Reading a third-party test report

A legitimate certificate of analysis (COA) is a short, technical document produced by a testing laboratory to report the result of a specific assay run on a specific physical sample. It is not marketing material, and it is not a general assurance of quality. A real COA is attached to one batch or lot of one product, run on a named instrument, against a named reference standard, on a named date, by a named analyst, and issued under a laboratory's formal quality system.

Most "COAs" circulated in the research peptide market are not that. They are a single purity number in a decorated PDF. The difference matters because a real COA tells you what the supplier shipped; a decorative COA tells you what the supplier wants you to believe they shipped.

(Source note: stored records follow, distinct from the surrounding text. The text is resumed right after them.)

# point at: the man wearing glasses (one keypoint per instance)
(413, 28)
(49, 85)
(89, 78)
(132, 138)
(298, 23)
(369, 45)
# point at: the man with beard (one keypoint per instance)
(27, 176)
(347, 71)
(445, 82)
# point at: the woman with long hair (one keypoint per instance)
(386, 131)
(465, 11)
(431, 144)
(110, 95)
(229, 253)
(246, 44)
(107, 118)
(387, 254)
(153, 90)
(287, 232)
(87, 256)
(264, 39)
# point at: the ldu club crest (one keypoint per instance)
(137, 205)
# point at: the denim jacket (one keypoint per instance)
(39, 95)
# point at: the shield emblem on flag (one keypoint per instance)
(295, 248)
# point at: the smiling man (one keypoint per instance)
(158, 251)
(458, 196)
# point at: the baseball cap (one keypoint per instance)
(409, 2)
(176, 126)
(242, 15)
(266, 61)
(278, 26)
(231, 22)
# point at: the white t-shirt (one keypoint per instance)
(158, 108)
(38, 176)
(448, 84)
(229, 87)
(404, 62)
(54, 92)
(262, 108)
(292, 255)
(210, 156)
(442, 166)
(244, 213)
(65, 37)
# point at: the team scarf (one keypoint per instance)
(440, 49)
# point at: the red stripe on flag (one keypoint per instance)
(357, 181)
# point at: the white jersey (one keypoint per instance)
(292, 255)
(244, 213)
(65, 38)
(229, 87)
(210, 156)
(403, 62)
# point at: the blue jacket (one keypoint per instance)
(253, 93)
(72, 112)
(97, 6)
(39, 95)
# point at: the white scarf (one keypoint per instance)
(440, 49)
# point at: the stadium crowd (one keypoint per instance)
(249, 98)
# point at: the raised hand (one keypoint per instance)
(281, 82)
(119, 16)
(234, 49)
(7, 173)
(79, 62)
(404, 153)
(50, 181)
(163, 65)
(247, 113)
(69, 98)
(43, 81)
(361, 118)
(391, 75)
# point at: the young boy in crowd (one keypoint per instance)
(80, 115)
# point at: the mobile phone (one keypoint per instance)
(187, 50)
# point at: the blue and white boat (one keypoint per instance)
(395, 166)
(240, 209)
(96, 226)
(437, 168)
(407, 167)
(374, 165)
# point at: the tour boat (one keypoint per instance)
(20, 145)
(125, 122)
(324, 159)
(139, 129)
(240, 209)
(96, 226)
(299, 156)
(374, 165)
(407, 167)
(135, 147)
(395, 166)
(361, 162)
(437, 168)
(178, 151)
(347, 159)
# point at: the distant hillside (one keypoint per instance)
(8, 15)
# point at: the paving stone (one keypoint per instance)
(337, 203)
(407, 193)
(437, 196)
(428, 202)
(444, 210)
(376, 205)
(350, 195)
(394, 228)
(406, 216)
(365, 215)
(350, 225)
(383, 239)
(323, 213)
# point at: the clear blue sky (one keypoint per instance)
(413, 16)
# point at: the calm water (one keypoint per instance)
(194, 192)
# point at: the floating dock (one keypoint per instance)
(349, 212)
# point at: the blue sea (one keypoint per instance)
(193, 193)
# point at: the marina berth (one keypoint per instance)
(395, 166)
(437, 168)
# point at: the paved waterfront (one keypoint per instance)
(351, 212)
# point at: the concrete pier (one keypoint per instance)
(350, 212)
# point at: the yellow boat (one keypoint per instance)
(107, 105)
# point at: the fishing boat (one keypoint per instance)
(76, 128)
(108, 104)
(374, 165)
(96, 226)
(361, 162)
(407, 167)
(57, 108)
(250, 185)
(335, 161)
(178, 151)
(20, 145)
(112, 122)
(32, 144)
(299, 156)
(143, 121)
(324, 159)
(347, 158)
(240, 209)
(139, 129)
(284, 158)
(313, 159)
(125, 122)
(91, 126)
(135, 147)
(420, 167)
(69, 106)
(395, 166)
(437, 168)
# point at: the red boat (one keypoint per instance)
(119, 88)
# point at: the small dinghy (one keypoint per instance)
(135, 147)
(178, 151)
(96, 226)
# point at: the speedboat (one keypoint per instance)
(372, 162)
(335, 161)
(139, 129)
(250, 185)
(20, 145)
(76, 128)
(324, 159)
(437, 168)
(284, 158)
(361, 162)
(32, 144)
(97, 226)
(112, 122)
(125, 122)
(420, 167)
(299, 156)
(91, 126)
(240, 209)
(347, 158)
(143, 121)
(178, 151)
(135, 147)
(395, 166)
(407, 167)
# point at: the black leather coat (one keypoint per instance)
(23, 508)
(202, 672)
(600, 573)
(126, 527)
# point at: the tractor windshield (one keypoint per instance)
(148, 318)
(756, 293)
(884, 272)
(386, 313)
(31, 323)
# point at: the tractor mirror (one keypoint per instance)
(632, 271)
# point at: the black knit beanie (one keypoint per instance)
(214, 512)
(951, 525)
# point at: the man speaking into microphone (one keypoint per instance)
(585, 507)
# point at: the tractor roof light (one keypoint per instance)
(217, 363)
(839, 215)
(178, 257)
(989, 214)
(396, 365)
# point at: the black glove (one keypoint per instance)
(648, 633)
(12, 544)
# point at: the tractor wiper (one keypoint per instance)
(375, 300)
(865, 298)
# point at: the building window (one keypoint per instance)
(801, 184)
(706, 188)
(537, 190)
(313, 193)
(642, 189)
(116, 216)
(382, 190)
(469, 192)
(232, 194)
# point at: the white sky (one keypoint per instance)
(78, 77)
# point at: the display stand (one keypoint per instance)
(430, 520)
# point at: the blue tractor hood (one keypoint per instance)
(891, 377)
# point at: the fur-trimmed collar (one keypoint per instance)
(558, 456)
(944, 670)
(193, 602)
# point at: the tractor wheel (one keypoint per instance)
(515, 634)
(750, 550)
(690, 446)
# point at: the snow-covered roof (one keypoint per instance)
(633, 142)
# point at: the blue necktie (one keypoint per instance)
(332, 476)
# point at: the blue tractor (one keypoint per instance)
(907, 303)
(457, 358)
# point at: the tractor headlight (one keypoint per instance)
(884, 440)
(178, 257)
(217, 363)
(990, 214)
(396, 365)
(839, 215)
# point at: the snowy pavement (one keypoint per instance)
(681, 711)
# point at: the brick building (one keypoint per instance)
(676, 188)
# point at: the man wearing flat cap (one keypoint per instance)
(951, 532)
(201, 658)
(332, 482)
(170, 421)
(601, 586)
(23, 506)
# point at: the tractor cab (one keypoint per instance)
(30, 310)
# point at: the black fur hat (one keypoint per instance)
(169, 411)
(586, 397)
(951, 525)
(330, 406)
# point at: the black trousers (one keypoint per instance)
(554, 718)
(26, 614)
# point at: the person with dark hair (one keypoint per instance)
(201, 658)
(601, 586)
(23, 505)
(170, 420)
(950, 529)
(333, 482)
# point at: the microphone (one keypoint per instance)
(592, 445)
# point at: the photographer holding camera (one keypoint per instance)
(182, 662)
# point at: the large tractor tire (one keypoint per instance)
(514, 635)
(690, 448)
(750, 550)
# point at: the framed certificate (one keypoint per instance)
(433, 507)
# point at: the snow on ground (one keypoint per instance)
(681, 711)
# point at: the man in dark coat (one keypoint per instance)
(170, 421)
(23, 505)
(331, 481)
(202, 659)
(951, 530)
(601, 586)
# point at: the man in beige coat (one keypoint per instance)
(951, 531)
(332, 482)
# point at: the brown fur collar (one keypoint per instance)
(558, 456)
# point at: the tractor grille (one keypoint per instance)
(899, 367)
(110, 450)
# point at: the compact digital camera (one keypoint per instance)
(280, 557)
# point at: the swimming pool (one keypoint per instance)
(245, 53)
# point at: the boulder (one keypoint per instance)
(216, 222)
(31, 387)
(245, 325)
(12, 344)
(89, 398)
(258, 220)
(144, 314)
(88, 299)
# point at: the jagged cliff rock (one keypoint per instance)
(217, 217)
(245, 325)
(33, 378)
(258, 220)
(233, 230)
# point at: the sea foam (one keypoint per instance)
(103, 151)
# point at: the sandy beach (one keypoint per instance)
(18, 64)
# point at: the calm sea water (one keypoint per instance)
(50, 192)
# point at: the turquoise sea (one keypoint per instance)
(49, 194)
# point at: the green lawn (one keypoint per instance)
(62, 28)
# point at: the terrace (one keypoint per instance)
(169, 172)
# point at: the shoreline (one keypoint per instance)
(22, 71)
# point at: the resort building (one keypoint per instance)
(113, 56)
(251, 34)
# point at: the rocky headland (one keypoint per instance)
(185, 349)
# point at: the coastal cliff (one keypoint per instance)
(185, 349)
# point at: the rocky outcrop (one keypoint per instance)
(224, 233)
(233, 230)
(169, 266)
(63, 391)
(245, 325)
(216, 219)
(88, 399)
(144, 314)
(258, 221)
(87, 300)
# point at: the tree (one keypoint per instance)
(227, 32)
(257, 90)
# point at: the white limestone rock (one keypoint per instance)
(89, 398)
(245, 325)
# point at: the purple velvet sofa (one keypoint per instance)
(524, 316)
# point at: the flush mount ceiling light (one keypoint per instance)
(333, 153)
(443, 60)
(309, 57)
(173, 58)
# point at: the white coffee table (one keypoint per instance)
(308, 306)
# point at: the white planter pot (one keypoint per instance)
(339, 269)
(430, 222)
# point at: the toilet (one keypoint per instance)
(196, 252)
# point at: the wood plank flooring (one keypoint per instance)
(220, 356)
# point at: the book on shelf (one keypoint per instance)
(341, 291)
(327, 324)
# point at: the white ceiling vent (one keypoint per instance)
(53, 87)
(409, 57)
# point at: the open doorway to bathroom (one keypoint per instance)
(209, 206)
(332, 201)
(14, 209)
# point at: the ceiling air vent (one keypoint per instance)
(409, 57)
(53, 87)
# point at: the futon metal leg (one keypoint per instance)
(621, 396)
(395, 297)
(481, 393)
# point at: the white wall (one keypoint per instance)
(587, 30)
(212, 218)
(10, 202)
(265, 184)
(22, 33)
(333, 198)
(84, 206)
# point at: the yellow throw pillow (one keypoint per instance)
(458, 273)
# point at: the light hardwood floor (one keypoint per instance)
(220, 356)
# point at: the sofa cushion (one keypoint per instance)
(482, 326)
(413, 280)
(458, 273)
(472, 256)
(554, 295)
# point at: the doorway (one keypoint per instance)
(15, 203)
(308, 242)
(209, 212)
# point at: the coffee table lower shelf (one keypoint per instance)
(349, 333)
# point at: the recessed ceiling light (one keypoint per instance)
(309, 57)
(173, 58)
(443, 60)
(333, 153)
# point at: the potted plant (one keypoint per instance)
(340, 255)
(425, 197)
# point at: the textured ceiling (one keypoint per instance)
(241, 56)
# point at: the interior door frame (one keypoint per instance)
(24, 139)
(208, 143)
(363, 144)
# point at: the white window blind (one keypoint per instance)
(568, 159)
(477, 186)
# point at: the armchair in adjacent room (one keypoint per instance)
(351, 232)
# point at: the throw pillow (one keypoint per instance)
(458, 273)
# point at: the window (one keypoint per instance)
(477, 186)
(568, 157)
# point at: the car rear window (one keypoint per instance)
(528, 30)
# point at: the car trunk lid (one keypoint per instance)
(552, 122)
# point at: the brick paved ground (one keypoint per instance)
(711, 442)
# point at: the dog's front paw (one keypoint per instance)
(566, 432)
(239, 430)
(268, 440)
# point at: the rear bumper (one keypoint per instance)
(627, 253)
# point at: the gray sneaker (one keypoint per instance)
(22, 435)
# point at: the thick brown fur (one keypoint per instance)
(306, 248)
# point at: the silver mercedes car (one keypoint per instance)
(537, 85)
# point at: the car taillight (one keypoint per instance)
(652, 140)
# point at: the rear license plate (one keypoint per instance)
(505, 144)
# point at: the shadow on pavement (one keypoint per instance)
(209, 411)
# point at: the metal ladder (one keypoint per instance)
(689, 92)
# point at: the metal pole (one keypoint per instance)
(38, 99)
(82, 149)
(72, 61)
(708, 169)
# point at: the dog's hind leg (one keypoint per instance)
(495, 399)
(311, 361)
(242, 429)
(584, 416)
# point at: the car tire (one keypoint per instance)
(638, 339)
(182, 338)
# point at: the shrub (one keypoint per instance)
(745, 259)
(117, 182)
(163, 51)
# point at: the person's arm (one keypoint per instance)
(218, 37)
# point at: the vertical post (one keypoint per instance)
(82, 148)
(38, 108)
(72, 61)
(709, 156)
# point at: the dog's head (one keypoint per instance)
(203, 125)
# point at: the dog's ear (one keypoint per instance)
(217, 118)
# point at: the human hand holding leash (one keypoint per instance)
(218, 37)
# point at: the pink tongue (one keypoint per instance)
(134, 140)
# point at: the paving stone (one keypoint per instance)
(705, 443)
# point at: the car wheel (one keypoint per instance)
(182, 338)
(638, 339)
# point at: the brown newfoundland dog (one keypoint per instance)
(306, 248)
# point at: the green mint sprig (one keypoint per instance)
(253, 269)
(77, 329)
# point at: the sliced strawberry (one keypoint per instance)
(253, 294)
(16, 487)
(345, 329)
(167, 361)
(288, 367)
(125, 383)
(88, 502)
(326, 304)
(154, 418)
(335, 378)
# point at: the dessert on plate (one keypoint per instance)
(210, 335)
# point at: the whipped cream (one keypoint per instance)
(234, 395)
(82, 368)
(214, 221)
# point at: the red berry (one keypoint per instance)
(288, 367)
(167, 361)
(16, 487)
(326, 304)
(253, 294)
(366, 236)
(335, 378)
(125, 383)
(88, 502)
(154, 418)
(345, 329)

A legitimate COA will have most or all of the following on its face, typically in a header block and a results table:

• Lab name and contact information — on the lab's own letterhead, with a physical address, phone number, and email that belong to the laboratory (not to the supplier).
• Accreditation status — CLIA number for clinical labs, ISO/IEC 17025 accreditation number for analytical testing labs, or an equivalent national accreditation. A lab that claims accreditation without a number is claiming nothing.
• Report date and sample-receipt date — the date the lab received the sample and the date the report was issued. Both.
• Unique report identifier — a report or certificate number that the lab can look up in its LIMS (laboratory information management system) when a reader calls to verify.
• Client identification — typically the supplier's name, the product name as submitted by the client, and the supplier's batch or lot number.
• Sample description — physical state (lyophilized powder, solution), quantity received, storage condition on arrival.
• Method identifier — the name and version of the analytical method used. For purity testing of peptides this will typically be a reversed-phase HPLC-UV method; for identity, an LC-MS method. The method string should reference a specific standard operating procedure by number.
• Instrument identifier — the specific HPLC or LC-MS instrument, by serial number or internal asset tag, used to run the assay. Real labs track instrument-level results for QC purposes.
• Reference standard used — the analytical standard against which the sample was compared, with its lot number and source. Without a reference standard, a purity number has no meaning.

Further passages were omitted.